Some articles have been coming up lately, and I realize that I was even more screwed after a Ph.D. then I thought, in terms of employment.
Basically, the articles say that you have to simultaneously build a parallel resume that tells a narrative that qualify you for a senior-level "expertise" slot in a sector related to your Ph.D., since otherwise HR people won't take a risk on you, and there's no way in heck that you'll get an entry-level slot that you're qualified for because you're too old.
In my own case, I could have gotten a union organizer job, but those jobs are overworked and underpaid and stressful, and you get burnt out, and anything else I applied for that looked plausible didn't "pop" until after more than a year-and-a-half of applying for jobs, until I finally got into home healthcare, from which I now have two (part-time) jobs that give me a regular 40 hours a week at minimum wage and near-minimum wage.
Because of a little money from a great uncle, I can pay off student loans, otherwise I'd have $400 a month payments that I couldn't meet since expenses are so high and wages are so low.
And, effectively, I'm using a third of my inheritance, to pay off student loans on a professional "dead end."

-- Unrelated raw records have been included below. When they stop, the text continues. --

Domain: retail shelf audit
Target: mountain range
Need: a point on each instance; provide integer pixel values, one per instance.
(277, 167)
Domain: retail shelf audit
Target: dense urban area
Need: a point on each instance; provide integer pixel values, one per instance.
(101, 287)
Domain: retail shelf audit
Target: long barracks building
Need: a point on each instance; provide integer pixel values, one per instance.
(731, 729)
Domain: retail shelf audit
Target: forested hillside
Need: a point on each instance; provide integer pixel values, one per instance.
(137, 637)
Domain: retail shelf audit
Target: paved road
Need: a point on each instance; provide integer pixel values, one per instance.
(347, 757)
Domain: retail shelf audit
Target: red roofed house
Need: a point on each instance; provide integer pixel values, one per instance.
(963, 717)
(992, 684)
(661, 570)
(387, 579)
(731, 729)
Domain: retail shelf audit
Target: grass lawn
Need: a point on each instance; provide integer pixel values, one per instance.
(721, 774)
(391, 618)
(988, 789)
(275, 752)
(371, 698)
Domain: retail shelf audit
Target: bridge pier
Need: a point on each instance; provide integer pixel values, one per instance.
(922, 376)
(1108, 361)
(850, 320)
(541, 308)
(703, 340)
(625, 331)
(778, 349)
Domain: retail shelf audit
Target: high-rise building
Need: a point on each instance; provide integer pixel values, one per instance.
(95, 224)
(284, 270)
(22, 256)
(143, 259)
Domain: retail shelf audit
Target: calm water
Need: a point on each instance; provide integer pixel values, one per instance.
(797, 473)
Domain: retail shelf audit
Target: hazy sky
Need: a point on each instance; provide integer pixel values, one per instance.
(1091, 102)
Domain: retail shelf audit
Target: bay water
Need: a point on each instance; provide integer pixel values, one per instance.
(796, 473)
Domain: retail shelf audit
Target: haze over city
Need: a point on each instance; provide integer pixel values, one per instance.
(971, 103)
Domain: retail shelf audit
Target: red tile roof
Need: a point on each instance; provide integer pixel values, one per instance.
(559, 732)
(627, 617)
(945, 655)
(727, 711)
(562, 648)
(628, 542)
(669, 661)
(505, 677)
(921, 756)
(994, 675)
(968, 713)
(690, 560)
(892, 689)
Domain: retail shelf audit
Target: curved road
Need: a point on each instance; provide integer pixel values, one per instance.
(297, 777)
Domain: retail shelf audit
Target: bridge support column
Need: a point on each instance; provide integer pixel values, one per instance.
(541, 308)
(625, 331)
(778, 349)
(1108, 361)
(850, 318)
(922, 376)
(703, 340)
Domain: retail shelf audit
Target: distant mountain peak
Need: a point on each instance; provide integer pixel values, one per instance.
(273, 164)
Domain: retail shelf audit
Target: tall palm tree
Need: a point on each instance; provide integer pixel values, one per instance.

So, overall, not only is my entire family falling out of the middle class, but bad career advice that I got from head-up-their-ass tenure-track professors over a decade ago has eaten up a large portion of what (meager) wealth my family was able to accumulate.
When you get down to it, it's really appalling how reckless tenure-track profs are with recommending their profession to students, though less and less are now.
They get to preen themselves on sending students onward, and all the negative consequences fall elsewhere.